Some side effects of epidural blocks are common and relatively unharmful. For instance, some women may experience itching, which is a common side effect of opioids. Others may become nauseous and begin to vomit and/or develop a fever. According to study findings, approximately 23% of women who get an epidural run a fever, compared with just 7% who choose to deliver naturally.
Women who undergo epidurals also report feeling sore for a few days after giving birth. The pain is usually located in the lower back. However, it is unclear whether the soreness stems from the epidural block or from pregnancy itself.

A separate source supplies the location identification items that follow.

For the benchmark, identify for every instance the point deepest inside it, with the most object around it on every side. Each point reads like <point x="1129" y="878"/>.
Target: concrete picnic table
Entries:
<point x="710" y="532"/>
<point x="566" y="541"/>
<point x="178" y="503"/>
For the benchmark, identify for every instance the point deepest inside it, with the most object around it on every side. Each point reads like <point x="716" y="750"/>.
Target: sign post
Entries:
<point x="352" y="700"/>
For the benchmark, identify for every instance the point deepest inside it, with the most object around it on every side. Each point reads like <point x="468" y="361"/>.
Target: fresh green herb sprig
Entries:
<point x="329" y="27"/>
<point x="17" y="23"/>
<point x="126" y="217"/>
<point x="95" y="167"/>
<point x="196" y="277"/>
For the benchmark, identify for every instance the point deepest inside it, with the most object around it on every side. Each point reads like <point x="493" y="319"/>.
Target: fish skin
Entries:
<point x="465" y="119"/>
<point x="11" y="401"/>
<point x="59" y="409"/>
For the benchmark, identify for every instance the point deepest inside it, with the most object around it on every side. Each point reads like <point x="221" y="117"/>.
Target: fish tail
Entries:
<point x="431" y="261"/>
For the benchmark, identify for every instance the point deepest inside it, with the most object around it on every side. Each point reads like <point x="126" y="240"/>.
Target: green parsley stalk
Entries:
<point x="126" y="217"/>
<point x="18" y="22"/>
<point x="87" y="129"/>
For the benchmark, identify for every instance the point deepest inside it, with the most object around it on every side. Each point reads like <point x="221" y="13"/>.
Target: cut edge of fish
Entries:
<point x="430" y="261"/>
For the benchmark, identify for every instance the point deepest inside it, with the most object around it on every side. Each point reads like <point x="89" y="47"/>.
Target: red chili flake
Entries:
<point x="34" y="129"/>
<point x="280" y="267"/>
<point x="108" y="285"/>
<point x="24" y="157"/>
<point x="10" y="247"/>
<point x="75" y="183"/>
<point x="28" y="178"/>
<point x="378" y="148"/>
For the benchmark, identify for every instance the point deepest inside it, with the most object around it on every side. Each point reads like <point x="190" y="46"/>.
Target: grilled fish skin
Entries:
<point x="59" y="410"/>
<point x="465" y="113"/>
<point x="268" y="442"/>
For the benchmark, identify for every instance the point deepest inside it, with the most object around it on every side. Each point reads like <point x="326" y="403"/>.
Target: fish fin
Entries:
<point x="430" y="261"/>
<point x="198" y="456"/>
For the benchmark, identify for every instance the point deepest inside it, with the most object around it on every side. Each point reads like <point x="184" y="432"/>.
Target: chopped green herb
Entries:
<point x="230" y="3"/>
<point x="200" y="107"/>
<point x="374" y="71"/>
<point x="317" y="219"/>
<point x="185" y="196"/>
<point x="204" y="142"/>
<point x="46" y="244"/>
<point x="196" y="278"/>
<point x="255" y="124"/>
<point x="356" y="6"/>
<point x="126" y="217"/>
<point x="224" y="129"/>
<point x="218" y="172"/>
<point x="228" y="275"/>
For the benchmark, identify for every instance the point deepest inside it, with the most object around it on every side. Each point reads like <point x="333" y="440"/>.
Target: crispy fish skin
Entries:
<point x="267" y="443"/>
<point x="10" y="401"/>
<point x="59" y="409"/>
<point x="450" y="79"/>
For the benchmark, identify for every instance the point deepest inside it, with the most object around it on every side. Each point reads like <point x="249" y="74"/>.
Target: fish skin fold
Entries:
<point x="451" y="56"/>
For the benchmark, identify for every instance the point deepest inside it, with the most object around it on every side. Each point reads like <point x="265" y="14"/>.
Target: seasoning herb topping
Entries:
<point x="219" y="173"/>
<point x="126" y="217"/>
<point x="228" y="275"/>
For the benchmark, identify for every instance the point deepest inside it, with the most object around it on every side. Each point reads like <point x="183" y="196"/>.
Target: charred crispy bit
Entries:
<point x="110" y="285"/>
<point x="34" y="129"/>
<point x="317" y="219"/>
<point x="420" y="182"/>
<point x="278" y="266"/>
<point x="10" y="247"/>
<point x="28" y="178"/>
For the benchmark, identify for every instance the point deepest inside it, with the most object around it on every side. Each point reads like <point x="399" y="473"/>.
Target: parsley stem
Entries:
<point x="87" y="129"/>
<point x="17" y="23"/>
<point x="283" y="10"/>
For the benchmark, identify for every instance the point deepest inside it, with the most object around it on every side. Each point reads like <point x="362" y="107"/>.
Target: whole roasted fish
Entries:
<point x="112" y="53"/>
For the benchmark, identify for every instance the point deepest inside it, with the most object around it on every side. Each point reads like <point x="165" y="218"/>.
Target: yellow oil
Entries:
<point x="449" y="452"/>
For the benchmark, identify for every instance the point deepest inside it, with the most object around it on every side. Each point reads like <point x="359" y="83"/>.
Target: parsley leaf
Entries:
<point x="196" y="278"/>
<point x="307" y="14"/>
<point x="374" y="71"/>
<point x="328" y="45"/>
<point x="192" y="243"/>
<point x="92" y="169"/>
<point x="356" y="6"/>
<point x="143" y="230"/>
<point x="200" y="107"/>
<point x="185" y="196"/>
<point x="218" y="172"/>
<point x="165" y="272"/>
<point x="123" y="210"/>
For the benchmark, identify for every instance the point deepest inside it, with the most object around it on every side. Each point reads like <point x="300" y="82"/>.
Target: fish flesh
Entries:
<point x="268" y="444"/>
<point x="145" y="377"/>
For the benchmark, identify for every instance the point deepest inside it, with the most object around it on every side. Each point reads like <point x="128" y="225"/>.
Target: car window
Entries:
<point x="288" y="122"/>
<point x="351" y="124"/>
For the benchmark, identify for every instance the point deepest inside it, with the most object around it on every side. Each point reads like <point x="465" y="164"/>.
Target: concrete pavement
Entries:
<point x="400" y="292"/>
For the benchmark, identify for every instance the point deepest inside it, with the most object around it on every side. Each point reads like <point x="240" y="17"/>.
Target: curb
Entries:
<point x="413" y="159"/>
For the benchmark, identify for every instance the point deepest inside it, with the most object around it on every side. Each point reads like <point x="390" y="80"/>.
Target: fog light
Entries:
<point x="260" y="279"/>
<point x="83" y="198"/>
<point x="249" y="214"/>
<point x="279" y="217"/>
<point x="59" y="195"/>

Another common side effect of an epidural block is low blood pressure. The decrease is likely due to the fact that an epidural affects the nerve fibers that control muscle contractions within the blood vessels. This causes the blood vessels to relax, thereby resulting in a drop in blood pressure.
A final common side effect is difficulty urinating. Because an epidural causes numbness in the lower half of the body, women are unable to feel their bladders after receiving an epidural. To help you dispel urine until the medication wears off, the doctor may insert a catheter.
Epidurals do sometimes cause rare and dangerous side effects. For instance, there have been cases in which the anesthetic relaxes the chest muscles and makes it difficult for expectant mothers to breathe. In 1% of cases, the epidural needle inadvertently breaks the spinal cord's membrane and causes fluid to leak. This can cause severe headaches.
You also run the risk of developing an infection after receiving an epidural. However, this is a risk you run any time you receive an injection.
Epidurals may also cause seizures or convulsions. In the worst-case scenarios, they can result in nerve damage. However, this side effect is extremely rare and affects as little as one in 200,000 women who receive an epidural.
This information is for educational purposes only. It should not be used as legal advice.